1.7 Billion Digits Of Pi On CD
H0ek writes "Not that there is any use for this whatsoever, but there is a torrent available for 1.7 billion digits of pi on a CD. The data is everything after the '3.' on one line, bzipped. There are a couple of the Cygwin tools on the disk as well as source for a small search tool (because grep just didn't cut it this time). Inside the ISO there's links to the source of the data, in case you want the rest of the 4.2 billion digits available. Wear your geek badge with pride! Be the first kid on your block to have the entire set!"
What? They couldn't fit the '3' on the disc???
00101010
I had the same thought. To put it in dirt-simple terms, they're only using 10 out of the 256 possible values in every byte, due to the ASCII encoding. This is how bzip2 is able to find any redundancy; pi itself has none.[*]
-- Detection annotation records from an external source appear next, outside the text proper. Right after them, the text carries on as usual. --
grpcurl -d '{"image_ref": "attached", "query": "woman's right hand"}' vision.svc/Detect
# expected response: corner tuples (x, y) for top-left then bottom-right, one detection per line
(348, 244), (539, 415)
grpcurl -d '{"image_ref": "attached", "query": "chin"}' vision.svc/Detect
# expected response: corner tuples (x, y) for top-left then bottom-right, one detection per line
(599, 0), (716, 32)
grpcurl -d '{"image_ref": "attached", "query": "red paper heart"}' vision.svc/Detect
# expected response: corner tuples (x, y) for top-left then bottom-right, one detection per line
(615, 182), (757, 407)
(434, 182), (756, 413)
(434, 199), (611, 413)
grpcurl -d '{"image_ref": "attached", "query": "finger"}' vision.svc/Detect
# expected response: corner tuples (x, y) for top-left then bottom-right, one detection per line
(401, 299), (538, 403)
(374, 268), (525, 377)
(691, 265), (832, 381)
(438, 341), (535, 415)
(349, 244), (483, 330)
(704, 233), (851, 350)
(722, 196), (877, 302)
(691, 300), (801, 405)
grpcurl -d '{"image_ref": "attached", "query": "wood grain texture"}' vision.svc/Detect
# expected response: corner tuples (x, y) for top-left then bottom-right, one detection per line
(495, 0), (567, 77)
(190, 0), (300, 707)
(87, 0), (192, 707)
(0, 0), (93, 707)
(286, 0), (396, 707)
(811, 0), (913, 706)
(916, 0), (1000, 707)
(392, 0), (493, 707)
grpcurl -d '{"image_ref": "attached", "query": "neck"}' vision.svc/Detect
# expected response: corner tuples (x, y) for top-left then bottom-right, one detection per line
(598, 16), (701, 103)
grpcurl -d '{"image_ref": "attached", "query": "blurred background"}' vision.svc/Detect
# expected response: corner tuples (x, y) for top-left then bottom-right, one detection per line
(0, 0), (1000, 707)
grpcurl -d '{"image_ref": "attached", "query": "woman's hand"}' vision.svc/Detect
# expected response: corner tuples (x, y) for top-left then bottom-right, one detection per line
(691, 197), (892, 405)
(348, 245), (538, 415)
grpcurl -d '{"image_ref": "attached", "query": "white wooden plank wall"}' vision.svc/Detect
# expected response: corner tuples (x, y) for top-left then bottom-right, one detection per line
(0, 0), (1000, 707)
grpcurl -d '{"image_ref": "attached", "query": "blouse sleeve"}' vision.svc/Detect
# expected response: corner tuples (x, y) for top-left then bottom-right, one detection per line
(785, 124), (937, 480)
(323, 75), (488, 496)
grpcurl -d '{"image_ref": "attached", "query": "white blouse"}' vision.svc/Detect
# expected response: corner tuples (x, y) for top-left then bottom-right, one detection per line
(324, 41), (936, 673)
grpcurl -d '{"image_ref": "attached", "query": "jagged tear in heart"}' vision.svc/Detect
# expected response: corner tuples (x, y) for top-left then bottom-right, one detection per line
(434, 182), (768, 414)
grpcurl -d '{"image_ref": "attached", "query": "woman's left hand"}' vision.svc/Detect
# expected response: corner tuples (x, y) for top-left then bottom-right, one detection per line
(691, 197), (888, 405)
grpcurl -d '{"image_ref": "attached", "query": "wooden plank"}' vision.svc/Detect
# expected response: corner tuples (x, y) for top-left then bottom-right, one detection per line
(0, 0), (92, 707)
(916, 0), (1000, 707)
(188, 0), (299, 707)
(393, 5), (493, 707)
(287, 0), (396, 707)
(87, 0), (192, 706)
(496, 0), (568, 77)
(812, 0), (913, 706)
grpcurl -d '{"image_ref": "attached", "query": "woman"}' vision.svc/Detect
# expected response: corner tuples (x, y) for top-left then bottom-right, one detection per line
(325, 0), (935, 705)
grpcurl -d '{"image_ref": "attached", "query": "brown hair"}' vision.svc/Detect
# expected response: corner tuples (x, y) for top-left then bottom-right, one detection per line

So the best compression ratio (just compressed size/uncompressed size, right? so lower is better) is ln(10) / ln(256) = 41.5%. On a 700 MiB CD with no filesystem and nothing but pi, this means 700 * 2^20 / ln(256) * ln(10) = 1.77 billion digits (1767655840, with almost room for one more).
You'd do better than bzip2 by just using fixed blocks of N bytes to represent M digits. (Larger choices would get you closer to that best ratio; lower choices would less work to decode each block, which might make seeking more practical and reduce memory requirements.) This would be superior to bzip2 in that it'd get somewhat better compression, use a lot less CPU time, and be seekable. You could encode and decode with a one-line Perl script.
[*] - I suppose you could simply include the algorithm they used to generate the digits...but it'd take a long time to run, negating the whole point of putting pi on a CD.